Memoir on Colours in general, and particularly on a new Chromatic Scale deduced from Metallochromy for Scientific and Practical Purposes. By M. Leopold Nobili of Reggio.

From the Bibliothèque Universelle des Sciences, &c. vol. xliv. xlv. Geneva.
(1830, vol. ii. p. 337, vol. iii. p. 35, Aug. and Sept.)

I DISCOVERED in 1826 a new class of facts and gave them the name of electro-chemical appearances. The following is one of the principal experiments connected with those facts.

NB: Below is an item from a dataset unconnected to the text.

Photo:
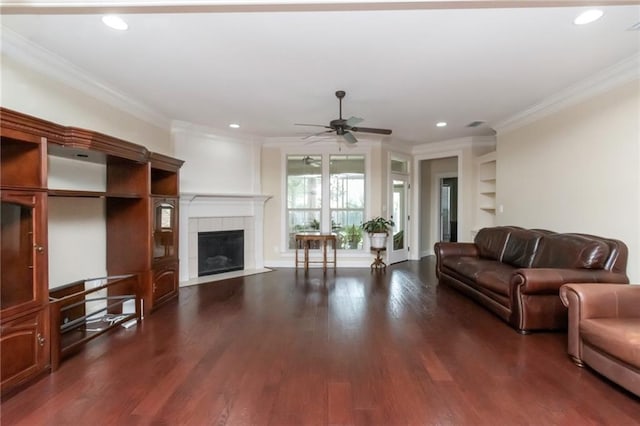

A plate of platina is laid horizontally at the bottom of a vessel made of glass or china. A platina point is vertically suspended over this in such a manner that the distance between the point and the plate may be about half a line. A solution of acetate of lead is next poured into the vessel so as not only to cover the plate, but to rise two or three lines higher than the point. The plate and the point are now brought into communication, the former with the positive and the latter with the negative pole of an electric pile. At the moment when the voltaic circuit is closed, a series of rings similar to those formed at the centre of the Newtonian lenses is to be seen on the surface of the plate precisely under the point. This fact, which could not fail to strike any one observing it for the first time, led me to the discovery of others, which I have communicated to the public in four successive Memoirs[1]. I foresaw from the very first the advantages that the arts were likely to derive from this new method of colouring metals; but it was not until toward the close of 1827 that I began to attend seriously to its application. My first attempts I forbear to mention, being more desirous to call attention to the productions which I obtained in the course of 1828, and in the November of that year presented to the French Institute. These productions consisted of several plates of coloured metal, and excited the particular attention of that illustrious body by the beauty and vividness of their tints, the precision of their outlines, and the softness of their blendings[2].

  1. Biblioth. Univ. vol. xxxiii. xxxiv, xxxv. xxxvi. (Old Series.) Annales de Chimie et de Physique, vol. xxxiv. and xxxv.
  2. [A specimen of the productions of this beautiful art was presented by the inventor to the Royal Society, in whose Library it may be seen.—Edit.]